In our case the extconf.rb file had to do two things: check for the required dependencies (e.g. the "perl" command) and compile the extensions:

require 'mkmf'

# Stops the installation process if one of these commands is not found in
# $PATH.
find_executable('perl')
find_executable('make')

# Create a dummy extension file. Without this RubyGems would abort the
# installation process. On Linux this would result in the file "wat.so"
# being created in the current working directory.
#
# Normally the generated Makefile would take care of this but since we
# don't generate one we'll have to do this manually.
#
File.touch(File.join(Dir.pwd, 'wat.' + RbConfig::CONFIG['DLEXT']))

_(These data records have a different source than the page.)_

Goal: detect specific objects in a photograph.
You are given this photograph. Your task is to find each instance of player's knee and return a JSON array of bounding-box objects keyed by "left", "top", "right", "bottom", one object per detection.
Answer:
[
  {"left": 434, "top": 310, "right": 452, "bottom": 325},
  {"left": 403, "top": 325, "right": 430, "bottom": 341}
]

directories_with_perl_code.each do |directory|
  Dir.chdir(directory) do
    sh 'perl Makefile.PL PREFIX=path/to/local/installation LIB=path/to/local/lib'
    sh 'make && make install && make clean'
  end
end

# This is normally set by calling create_makefile() but we don't need that
# method since we'll provide a dummy Makefile. Without setting this value
# RubyGems will abort the installation.
$makefile_created = true

This takes care of ensuring our dependencies are there, the Perl code is compiled and RubyGems doesn't abort the installation process.

Next up we'll need to create a dummy Makefile. This Makefile goes in the same directory as the extconf.rb file and looks pretty simple:

all:
    true

install:
    true

The true commands are used to ensure that the commands run successfully, again RubyGems would abort installation if one of them failed.

This solution, as dirty as it may sound, was actually surprisingly elegant. Of course you should not use this as an excuse to turn RubyGems into a universal package manager. However, if you need to take care of some basic dependency management or need to run arbitrary commands upon installation it's not even that bad. And no, I did not do drugs while writing that.

After discussing this with Peter Zotov it turns out that the above process can be done a bit easier by using a Rakefile instead of an extconf.rb file. An example of a project using this approach is ruby-llvm. I haven't investigated this option myself so I can't tell for certain though.

Using a Rakefile

After writing this article it was discovered that the above process can be made significantly easier by using a Rakefile. To be more exact, any file that does not match the following pattern can be used without having to create the above dummy files:

/\A(extconf|makefile).rb\z/

This information is based on this code. These particular lines of code cause the installation process to fail (since mkmf exits with a non successful exit status) if the filename of an extension matches the above pattern and the variable $extmk is set to false.

In our particular use case this meant that I could get rid of the dummy Makefile and C extension file since it's actually mkmf that insists on these files being created and not RubyGems. This in turn made the code considerably smaller and much less of a hack.